Manukau Harbour is also back on the table with funding allocated for feasibility studies for the long-awaited shift of Auckland's port.
Any hopes the Budget would make the popular half-price public transport scheme permanent have been dashed.
Instead, the scheme will run until the end of August at a cost of $132 million and the "community connect" pilot scheme will become permanent.
The Government introduced half-price fares on April 1 for three months.
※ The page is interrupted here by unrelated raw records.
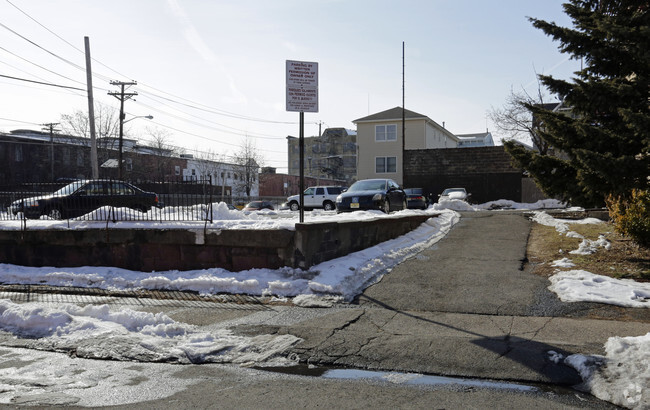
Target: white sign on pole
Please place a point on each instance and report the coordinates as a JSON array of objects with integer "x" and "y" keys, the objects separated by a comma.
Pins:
[{"x": 302, "y": 86}]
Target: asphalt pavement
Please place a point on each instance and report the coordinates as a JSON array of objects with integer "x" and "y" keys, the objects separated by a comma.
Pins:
[{"x": 470, "y": 306}]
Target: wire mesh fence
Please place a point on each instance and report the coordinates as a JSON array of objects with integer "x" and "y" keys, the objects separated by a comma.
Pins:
[{"x": 113, "y": 200}]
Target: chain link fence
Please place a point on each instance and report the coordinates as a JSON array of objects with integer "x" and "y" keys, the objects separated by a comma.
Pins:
[{"x": 113, "y": 201}]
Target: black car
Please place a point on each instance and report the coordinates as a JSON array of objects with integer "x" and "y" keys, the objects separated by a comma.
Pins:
[
  {"x": 258, "y": 206},
  {"x": 84, "y": 196},
  {"x": 416, "y": 199},
  {"x": 382, "y": 194}
]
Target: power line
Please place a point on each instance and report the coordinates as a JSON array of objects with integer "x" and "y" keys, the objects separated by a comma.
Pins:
[{"x": 42, "y": 83}]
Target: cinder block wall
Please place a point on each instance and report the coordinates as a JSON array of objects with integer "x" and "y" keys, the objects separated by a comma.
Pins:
[{"x": 486, "y": 172}]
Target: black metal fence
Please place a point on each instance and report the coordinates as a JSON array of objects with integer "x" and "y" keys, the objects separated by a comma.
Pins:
[{"x": 176, "y": 200}]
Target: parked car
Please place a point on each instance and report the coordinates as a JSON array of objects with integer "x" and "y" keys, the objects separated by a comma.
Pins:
[
  {"x": 454, "y": 193},
  {"x": 84, "y": 196},
  {"x": 258, "y": 206},
  {"x": 416, "y": 199},
  {"x": 382, "y": 194},
  {"x": 317, "y": 197}
]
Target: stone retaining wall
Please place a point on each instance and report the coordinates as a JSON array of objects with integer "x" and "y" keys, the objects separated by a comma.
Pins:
[{"x": 186, "y": 249}]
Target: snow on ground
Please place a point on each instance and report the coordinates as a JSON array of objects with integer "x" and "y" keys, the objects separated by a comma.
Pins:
[{"x": 622, "y": 376}]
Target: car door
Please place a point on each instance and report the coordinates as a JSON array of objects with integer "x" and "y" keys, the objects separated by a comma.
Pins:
[
  {"x": 120, "y": 195},
  {"x": 309, "y": 197},
  {"x": 396, "y": 195},
  {"x": 85, "y": 199},
  {"x": 316, "y": 200}
]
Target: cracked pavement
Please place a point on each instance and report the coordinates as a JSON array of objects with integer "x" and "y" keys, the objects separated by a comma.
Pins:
[{"x": 468, "y": 306}]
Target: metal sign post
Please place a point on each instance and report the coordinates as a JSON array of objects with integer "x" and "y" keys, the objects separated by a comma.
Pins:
[{"x": 302, "y": 97}]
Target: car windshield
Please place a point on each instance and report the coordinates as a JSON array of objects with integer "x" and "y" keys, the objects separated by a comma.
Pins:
[
  {"x": 70, "y": 188},
  {"x": 368, "y": 185}
]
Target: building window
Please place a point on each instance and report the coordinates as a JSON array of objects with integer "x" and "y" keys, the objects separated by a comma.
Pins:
[
  {"x": 386, "y": 132},
  {"x": 385, "y": 165}
]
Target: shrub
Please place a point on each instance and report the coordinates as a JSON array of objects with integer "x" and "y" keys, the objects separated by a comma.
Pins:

The decision, with slashing 25c off fuel taxes, was in response to the cost-of-living crisis.
In the first full week of half-price fares, the number of bus, train and ferry journeys rose in Auckland by 24 per cent, although some of the increase was because of the easing of Covid-19 restrictions and more people returning to work.
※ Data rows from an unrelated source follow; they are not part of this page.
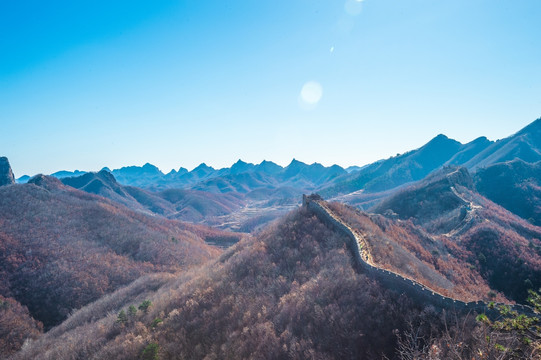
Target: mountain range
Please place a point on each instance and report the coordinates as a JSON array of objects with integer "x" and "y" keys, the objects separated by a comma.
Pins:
[
  {"x": 246, "y": 196},
  {"x": 111, "y": 265}
]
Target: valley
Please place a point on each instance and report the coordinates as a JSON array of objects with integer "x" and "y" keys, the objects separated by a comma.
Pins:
[{"x": 241, "y": 263}]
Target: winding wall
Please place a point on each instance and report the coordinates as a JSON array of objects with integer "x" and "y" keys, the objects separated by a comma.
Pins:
[{"x": 416, "y": 291}]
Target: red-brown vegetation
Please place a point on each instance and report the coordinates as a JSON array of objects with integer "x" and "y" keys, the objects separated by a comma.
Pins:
[
  {"x": 61, "y": 248},
  {"x": 290, "y": 293}
]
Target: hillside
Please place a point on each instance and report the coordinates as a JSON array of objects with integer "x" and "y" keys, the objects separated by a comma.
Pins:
[
  {"x": 503, "y": 248},
  {"x": 524, "y": 145},
  {"x": 62, "y": 248},
  {"x": 438, "y": 152},
  {"x": 514, "y": 185},
  {"x": 185, "y": 205},
  {"x": 290, "y": 293}
]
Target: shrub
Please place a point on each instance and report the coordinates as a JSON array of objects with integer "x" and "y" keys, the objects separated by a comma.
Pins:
[{"x": 150, "y": 352}]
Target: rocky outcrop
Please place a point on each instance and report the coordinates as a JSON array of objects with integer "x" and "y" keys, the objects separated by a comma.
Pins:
[{"x": 6, "y": 175}]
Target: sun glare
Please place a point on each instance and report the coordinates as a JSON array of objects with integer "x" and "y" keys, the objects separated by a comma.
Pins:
[{"x": 311, "y": 92}]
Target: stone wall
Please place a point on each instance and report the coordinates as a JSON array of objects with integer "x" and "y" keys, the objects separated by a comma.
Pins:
[{"x": 391, "y": 280}]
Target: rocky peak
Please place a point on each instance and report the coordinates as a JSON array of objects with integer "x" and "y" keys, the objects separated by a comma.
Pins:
[{"x": 6, "y": 175}]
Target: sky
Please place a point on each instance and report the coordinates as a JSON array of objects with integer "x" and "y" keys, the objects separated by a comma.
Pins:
[{"x": 88, "y": 84}]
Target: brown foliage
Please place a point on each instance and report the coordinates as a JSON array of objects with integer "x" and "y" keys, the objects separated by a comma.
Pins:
[
  {"x": 61, "y": 248},
  {"x": 290, "y": 293}
]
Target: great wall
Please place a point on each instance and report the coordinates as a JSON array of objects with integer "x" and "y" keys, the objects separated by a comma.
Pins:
[{"x": 391, "y": 280}]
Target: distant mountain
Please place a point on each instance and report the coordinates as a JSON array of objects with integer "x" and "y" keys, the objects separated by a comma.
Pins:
[
  {"x": 61, "y": 248},
  {"x": 398, "y": 170},
  {"x": 6, "y": 175},
  {"x": 289, "y": 293},
  {"x": 23, "y": 179},
  {"x": 515, "y": 185},
  {"x": 438, "y": 152},
  {"x": 494, "y": 240},
  {"x": 186, "y": 205},
  {"x": 524, "y": 145},
  {"x": 63, "y": 173}
]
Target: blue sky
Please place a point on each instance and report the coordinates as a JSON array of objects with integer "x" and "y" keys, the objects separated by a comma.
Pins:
[{"x": 88, "y": 84}]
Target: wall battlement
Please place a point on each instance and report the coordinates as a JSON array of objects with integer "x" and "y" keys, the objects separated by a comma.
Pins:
[{"x": 391, "y": 280}]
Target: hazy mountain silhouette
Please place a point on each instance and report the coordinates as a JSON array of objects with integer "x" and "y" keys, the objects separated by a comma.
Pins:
[
  {"x": 61, "y": 248},
  {"x": 440, "y": 151},
  {"x": 6, "y": 175}
]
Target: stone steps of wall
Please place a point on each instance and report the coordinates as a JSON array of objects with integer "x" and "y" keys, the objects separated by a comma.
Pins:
[{"x": 395, "y": 281}]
The Fares Free campaign said permanent half-price fares for community service card holders is a good start, but free fares would make a greater difference in reducing emissions and ensuring everyone has an accessible, low-carbon option to get to where they live, work and play.
Auckland Mayor Phil Goff welcomed the two-month extension and permanent half-price fares for community service card holders, saying it would help 200,000 of the city's most vulnerable and low-income residents.
The Government has announced it will spend $199m for "detailed planning activities", plus an unknown amount, kept secret for commercial reasons, on its flagship $14.6 billion light rail project from the central city to the airport.
Transport Minister Michael Wood told Parliament on Monday that construction would begin next year. At the 2017 elections, Prime Minister Jacinda Ardern promised the first leg of light rail to Mt Roskill would be completed in four years and running the full 22km to the airport within 10 years.
The Government is also forging ahead with feasibility studies for the long-awaited shift of Auckland's port.
Northport, which had been mooted as a replacement, will get a feasibility study for a new dry dock. The big winner will be Manukau Harbour, where a feasibility study will see whether it could one day replace Auckland's existing port in Waitematā Harbour.
Goff said the funding to explore the engineering feasibility of Manukau Harbour as a possible location for Auckland's future port will enable an earlier decision on moving the Port from the central city while keeping it within the Auckland region.
There is bad news in the Budget for Auckland Council's ballooning budget deficit, with Treasury forecasting inflation at 5.2 per cent over the next year.
Last December, finance officers were working to an inflation rate of 2 per cent for this year's budget, saying each additional 0.5 per cent of inflation would add about $15m to the council's permanent operating cost base. At that stage, the budget deficit was about $85m.
The audit and risk committee was told on Tuesday that the financial pressures could intensify "the magnitude of the council's operating budget challenge".
The committee noted that the ongoing impacts of Covid-19, along with rising inflation and interest rates and constraints in the labour market and supply chain are presenting "significant risks to the financial position of the Auckland Council group".